Suven Pharmaceuticals Limited has announced the acquisition of a 56% equity stake in NJ Bio, Inc., a Contract Research, Development, and Manufacturing Organization (CRDMO) specializing in antibody-drug conjugates (ADCs) and related technologies. The acquisition involves a mix of secondary share purchases and a primary equity infusion, amounting to $64.4 million.
As part of the transaction, Suven is investing $15 million in a primary equity infusion to support NJ Bio’s growth initiatives. The remaining $49.4 million will be used to purchase 932,113 common equity shares from existing shareholders. Following the acquisition, NJ Bio will operate as a subsidiary of Suven Pharmaceuticals.
NJ Bio, headquartered in Princeton, New Jersey, reported revenue growth from $6.5 million in 2021 to $21.6 million in 2023. The company provides end-to-end services in payload-linker synthesis, bioconjugation, and analytical solutions for ADC development. It also operates two subsidiaries: NJBIO India Pharmaceutical Private Limited in India and NJ Biotherapeutics, LLC in the United States, which will become step-down subsidiaries of Suven post-acquisition.
Suven has structured the deal with options to acquire the remaining equity in NJ Bio after five years. This includes a call option for Suven to purchase the remaining shares and a put option for the existing shareholders to sell them, potentially enabling Suven to own 100% of NJ Bio.

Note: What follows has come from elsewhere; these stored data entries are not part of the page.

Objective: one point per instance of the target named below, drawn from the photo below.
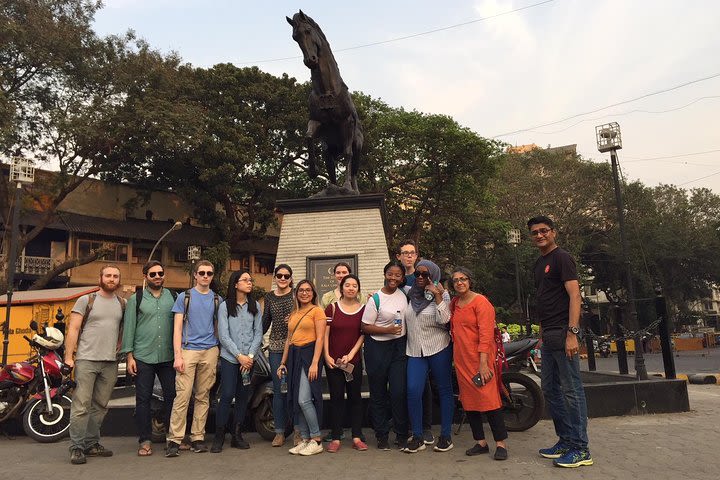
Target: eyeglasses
(539, 231)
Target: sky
(521, 71)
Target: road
(652, 447)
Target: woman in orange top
(302, 354)
(473, 331)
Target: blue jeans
(308, 424)
(231, 387)
(279, 399)
(440, 367)
(144, 382)
(565, 396)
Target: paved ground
(687, 362)
(652, 447)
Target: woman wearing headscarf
(428, 349)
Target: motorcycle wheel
(264, 420)
(47, 427)
(526, 404)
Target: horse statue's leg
(313, 126)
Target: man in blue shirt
(196, 351)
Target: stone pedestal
(316, 233)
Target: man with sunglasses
(558, 309)
(147, 340)
(195, 347)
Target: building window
(119, 251)
(264, 264)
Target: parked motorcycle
(36, 390)
(523, 403)
(259, 409)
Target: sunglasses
(540, 231)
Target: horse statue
(333, 117)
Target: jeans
(144, 382)
(565, 396)
(95, 382)
(308, 424)
(338, 386)
(279, 399)
(231, 387)
(440, 366)
(386, 365)
(496, 420)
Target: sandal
(145, 449)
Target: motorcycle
(259, 408)
(36, 390)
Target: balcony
(31, 265)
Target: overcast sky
(506, 74)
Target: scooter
(259, 409)
(36, 390)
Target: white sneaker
(296, 449)
(311, 448)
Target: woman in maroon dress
(473, 331)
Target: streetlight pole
(21, 171)
(609, 139)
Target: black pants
(338, 387)
(144, 381)
(496, 420)
(386, 365)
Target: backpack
(138, 299)
(216, 301)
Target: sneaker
(296, 449)
(477, 450)
(415, 444)
(311, 448)
(172, 450)
(556, 451)
(574, 458)
(77, 456)
(383, 444)
(198, 446)
(97, 450)
(444, 444)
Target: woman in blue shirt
(240, 332)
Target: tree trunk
(41, 282)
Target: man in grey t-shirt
(94, 359)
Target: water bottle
(283, 383)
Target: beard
(108, 288)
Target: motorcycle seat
(512, 348)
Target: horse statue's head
(308, 35)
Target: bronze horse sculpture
(333, 117)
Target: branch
(42, 282)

The acquisition aligns with Suven’s strategy to strengthen its capabilities in high-growth areas such as ADCs and broader conjugation-based therapies. Suven plans to complete the transaction by the end of December 2024, subject to customary closing conditions.
The investment is being executed under the applicable provisions of Indian and international regulatory frameworks, including the Foreign Exchange Management (Non-debt Instruments) Rules, 2019, and the Consolidated FDI Policy 2020.